6) Testing and Use of Information
A number of contributions on this theme indicated confidence in the value of testing, as a key determinant for greater safety and a return to previous conditions. However, much discussion cited lack of access or availability of testing, with suggestions for improvement. The efficacy of tests was also questioned, and issues with the Protect Scotland mobile app were flagged. There were calls to improve the reporting on local statistics, and share greater granularity of the data.
Key themes discussed included:
- Testing, tracking and self-isolation
- Use of information
Testing, tracking and self-isolation
A number of contributions included concerns about availability of tests in rural areas, and examples of respondents being directed to testing stations outside Scotland, and students’ lack of access to tests. In some cases the booking system was seen as not being able to handle the volume of applications and access to home-test kits was also preceived to be limited.
Suggestions to improve access included involving community nurses and furloughed workers with administering testing, and for Scotland to develop its own testing system.
Some contributors raised issues regarding the waiting times for results, especially given the requirement to self-isolate while waiting and uncertainty around whether self-isolation would have to continue following the result, which was perceived to be a cause of stress and inconvenience.
A range of contributors highlighted the importance of testing to support appropriate public health responses and give a quick outcome to those uncertain about their symptoms. In addition to comments about the efficiency of the testing system, there were respondents who showed support for the concept of test and trace specifically. At the same time, a number of contributors were concerned about the efficacy of tests. ‘False positives’ were seen as leading to unnecessary self-isolation. However there was also some perception that a negative test might not be a guarantee of a lack of infection. Some respondents argued that false positives would give an inaccurate basis for informing decisions about how to manage the pandemic, or judge individual risk.
Others were keen to see ‘rapid testing’ introduced as a way of ensuring that people could have the assurance that they were not infectious. Rapid testing could then be employed at events, for school teachers, at care homes and prior to air travel. There were calls to have testing available at airports upon arrival. However, other contributors cautioned that this was not necessarily a guarantee they were free of infection, merely that it was not detectable at the time.

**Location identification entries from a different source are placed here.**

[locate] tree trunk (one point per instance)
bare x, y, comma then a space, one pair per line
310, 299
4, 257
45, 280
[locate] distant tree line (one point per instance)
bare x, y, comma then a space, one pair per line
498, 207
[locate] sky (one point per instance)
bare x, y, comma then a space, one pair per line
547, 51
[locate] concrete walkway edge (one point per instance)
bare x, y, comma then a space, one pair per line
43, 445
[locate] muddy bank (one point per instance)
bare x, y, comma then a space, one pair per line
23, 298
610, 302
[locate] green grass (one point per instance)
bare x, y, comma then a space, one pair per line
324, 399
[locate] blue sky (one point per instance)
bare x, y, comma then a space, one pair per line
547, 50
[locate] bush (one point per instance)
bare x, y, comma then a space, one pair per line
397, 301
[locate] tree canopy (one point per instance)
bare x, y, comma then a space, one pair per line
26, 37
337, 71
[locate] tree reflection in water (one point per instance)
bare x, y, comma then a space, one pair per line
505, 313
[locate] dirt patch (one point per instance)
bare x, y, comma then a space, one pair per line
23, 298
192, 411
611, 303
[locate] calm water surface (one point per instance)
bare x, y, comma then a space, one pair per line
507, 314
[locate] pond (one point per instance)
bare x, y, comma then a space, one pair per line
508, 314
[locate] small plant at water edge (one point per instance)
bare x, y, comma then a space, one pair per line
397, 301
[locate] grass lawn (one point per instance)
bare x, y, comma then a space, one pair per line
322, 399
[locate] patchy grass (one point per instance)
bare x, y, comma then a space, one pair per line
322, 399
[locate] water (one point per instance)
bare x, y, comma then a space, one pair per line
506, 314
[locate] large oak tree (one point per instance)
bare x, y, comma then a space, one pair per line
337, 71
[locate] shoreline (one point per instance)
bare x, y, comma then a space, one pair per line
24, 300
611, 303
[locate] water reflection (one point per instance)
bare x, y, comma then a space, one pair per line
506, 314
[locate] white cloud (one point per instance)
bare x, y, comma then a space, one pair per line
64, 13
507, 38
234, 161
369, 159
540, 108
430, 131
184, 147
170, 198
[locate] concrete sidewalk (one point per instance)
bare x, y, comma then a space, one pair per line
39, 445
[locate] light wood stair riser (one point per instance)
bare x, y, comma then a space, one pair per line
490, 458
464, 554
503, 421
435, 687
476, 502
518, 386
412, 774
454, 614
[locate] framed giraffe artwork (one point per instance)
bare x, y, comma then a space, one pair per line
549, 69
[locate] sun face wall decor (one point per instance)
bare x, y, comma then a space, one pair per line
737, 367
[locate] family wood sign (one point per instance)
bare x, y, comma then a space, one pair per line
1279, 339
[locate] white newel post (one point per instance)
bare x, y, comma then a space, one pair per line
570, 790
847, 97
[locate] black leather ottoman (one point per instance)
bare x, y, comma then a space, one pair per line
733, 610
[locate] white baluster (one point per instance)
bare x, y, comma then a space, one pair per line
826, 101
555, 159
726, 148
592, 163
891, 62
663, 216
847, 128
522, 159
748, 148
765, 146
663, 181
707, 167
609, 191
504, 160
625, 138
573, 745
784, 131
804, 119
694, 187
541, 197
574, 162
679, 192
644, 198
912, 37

There were calls for antibody testing to be made available for key workers and to those shielding.
‘Shielders, NHS and care workers should have antibody tests to see if we've already had Covid-19 without any drastic symptoms or consequences. After an antibody test, everyone could make their own decisions about the risks they take in everyday life.’
One contributor argued that being unable to run the Test and Protect app alongside equvalents in other parts of the UK would cause problems for those living and working across the border. It was suggested retail staff should be able to carry their mobile phones with them on the shop floor during shifts to enable them to know if they have been exposed to the virus.

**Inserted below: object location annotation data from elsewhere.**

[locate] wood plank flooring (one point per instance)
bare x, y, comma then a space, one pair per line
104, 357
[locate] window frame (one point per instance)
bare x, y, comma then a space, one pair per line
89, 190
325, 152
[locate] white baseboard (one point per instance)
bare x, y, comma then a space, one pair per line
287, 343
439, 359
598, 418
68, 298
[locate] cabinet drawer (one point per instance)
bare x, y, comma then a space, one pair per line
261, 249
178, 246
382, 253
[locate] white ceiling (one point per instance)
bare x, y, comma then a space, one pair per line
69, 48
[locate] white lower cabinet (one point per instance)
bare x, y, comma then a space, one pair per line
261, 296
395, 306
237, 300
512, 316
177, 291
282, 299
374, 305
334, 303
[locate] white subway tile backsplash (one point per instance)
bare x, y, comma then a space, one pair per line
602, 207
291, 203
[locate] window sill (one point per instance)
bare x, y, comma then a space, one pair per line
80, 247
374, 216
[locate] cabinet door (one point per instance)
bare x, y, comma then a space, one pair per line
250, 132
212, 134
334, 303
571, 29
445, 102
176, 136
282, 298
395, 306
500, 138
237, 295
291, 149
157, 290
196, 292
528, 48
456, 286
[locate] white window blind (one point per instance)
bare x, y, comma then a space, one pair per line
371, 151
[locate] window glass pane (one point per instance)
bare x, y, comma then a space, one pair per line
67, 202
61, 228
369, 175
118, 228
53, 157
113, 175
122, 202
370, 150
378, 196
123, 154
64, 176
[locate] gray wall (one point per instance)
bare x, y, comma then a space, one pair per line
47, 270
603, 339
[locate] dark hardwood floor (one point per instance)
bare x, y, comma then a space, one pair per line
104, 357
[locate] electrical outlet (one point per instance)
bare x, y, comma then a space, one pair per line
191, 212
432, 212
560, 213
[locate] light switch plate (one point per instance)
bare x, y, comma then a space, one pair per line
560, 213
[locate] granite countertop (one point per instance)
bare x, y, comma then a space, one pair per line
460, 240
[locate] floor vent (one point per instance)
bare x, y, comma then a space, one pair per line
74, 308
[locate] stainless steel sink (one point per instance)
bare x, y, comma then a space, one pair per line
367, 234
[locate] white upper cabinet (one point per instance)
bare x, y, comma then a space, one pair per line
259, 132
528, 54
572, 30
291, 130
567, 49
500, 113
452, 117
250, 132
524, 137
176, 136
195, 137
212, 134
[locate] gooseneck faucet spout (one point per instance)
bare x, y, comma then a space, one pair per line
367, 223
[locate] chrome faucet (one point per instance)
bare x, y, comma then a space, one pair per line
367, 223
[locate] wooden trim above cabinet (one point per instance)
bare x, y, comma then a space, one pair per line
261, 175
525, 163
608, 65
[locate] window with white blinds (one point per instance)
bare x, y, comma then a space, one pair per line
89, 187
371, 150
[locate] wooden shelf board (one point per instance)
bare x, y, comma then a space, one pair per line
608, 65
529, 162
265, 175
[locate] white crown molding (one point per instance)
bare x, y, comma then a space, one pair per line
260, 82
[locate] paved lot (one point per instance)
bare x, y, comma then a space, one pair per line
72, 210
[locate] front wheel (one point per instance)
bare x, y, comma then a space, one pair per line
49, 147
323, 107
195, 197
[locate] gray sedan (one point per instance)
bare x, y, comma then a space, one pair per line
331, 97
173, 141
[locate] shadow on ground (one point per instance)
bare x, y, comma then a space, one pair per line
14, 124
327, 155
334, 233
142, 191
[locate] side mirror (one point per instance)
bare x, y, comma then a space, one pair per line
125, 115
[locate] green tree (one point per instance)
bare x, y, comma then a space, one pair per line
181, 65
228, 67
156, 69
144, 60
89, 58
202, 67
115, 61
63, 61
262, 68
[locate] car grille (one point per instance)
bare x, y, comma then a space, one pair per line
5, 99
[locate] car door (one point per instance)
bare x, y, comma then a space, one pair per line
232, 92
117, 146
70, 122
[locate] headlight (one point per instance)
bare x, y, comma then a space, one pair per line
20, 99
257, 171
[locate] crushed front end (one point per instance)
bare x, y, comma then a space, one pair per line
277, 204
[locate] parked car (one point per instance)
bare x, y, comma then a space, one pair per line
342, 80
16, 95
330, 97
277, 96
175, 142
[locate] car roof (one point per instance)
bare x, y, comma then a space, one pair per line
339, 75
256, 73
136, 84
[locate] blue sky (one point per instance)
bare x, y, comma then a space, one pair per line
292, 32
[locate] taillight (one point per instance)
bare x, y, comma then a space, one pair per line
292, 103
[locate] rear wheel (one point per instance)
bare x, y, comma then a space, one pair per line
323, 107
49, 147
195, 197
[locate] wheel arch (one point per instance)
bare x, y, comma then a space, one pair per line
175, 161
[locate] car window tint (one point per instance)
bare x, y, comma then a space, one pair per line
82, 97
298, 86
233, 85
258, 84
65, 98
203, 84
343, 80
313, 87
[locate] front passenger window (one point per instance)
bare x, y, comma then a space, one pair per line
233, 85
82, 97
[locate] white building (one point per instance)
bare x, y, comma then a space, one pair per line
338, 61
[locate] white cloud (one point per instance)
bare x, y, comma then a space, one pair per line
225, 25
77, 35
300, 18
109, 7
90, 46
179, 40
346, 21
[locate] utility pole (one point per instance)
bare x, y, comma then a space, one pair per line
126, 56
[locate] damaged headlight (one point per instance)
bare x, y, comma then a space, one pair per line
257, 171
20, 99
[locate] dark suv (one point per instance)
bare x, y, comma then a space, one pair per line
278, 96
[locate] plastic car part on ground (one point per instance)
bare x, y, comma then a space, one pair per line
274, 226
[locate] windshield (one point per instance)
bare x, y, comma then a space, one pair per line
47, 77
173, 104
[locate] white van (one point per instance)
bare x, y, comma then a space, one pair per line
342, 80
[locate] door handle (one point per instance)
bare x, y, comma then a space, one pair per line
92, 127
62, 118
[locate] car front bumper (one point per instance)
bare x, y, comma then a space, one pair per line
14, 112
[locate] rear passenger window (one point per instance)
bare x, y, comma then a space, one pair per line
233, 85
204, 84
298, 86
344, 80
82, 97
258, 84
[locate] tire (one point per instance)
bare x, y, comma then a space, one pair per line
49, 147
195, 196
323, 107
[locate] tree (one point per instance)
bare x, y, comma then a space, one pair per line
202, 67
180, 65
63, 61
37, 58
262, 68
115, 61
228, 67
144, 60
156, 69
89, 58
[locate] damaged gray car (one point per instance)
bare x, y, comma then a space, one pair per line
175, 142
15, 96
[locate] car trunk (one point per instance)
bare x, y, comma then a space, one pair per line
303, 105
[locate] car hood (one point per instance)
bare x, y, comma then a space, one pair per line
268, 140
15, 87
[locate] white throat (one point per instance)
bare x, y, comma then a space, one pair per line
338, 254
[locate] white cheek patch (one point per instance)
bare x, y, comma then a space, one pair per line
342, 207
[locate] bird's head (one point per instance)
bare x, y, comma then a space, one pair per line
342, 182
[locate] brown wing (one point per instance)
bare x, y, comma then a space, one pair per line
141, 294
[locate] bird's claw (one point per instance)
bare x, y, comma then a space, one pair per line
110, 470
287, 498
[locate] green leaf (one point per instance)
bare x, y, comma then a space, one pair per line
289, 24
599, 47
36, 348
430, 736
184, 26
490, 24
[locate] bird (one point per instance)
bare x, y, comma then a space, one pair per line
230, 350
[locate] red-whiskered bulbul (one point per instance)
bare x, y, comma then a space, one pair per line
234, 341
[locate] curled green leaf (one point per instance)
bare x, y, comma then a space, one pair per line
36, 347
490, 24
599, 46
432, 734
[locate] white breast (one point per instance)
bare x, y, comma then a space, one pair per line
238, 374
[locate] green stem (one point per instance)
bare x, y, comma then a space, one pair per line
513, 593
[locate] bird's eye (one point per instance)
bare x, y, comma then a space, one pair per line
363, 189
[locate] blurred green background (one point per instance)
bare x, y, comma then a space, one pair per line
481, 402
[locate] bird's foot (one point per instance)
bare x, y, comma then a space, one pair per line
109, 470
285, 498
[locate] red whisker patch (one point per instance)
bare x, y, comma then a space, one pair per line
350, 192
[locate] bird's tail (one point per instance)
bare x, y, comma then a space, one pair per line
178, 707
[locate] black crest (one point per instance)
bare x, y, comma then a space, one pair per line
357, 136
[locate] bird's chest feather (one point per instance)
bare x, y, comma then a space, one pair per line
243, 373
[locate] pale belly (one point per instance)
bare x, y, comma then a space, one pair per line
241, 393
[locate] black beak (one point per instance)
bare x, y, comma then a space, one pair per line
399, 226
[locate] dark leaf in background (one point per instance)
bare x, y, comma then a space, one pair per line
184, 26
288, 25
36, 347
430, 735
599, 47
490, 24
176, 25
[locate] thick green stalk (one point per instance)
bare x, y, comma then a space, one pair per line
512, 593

There were respondents who argued for more contact tracers to be hired to improve the effectiveness of Test and Protect, especially in terms of ensuring those who came into contact with someone who had tested positive be informed promptly. Some respondents reported that there had been instances when close contacts reported after a positive test had not been followed up, or else a positive code had not been provided to input into the Test and Protect app.
It was suggested that there should be more encouragement and incentives for using the Test and Protect system. A number of respondents suggested providing ‘key support workers’ for those being asked to self-isolate (see below), while a number of comments across a range of ideas supported financial incentives to maintain isolation. Some saw the threat of a fine for not self-isolating acting as a disincentive to get tested if you have mild symptoms. Others were concerned that employees should be provided with official confimation that staff should self-isolate in order to protect them from being ‘penalised’.
‘(...) Provide a "key support worker" for those being asked to self isolate. To provide practical advice and moral support to help people do the right thing. A key support worker could check in with the household perhaps twice a day, to check they had food, supplies, be an advocate for them liaising with employers, accessing services and benefits etc. the 3rd sector could be asked to help provide this for households self isolating (…).’
Use of information
There were various calls to improve the reporting of local statistics in order to ensure people were informed about areas with higher risk of transmission. Some called for the government to report cases based on asymptomatic individuals. There were also calls for greater granularity of the data, for example, information on how many of the people who died of COVID-19 had pre-existing or underlying health conditions. There was an idea to improve the test and trace system by collecting and storing personal data centrally rather than relying on businesses (e.g. in hospitality) having to collect and store such data individually.
‘Instead of relying on each individual business to collect and save their own contact tracing info have every business saves the information daily on a unified system. Therefore, when an outbreak occurs it will be much easier for contact tracers to collect the information and it may be less likely for businesses to fail to collect the information The government can supply a QR code/test message system that allows people to access this system which is connected to the restaurant.’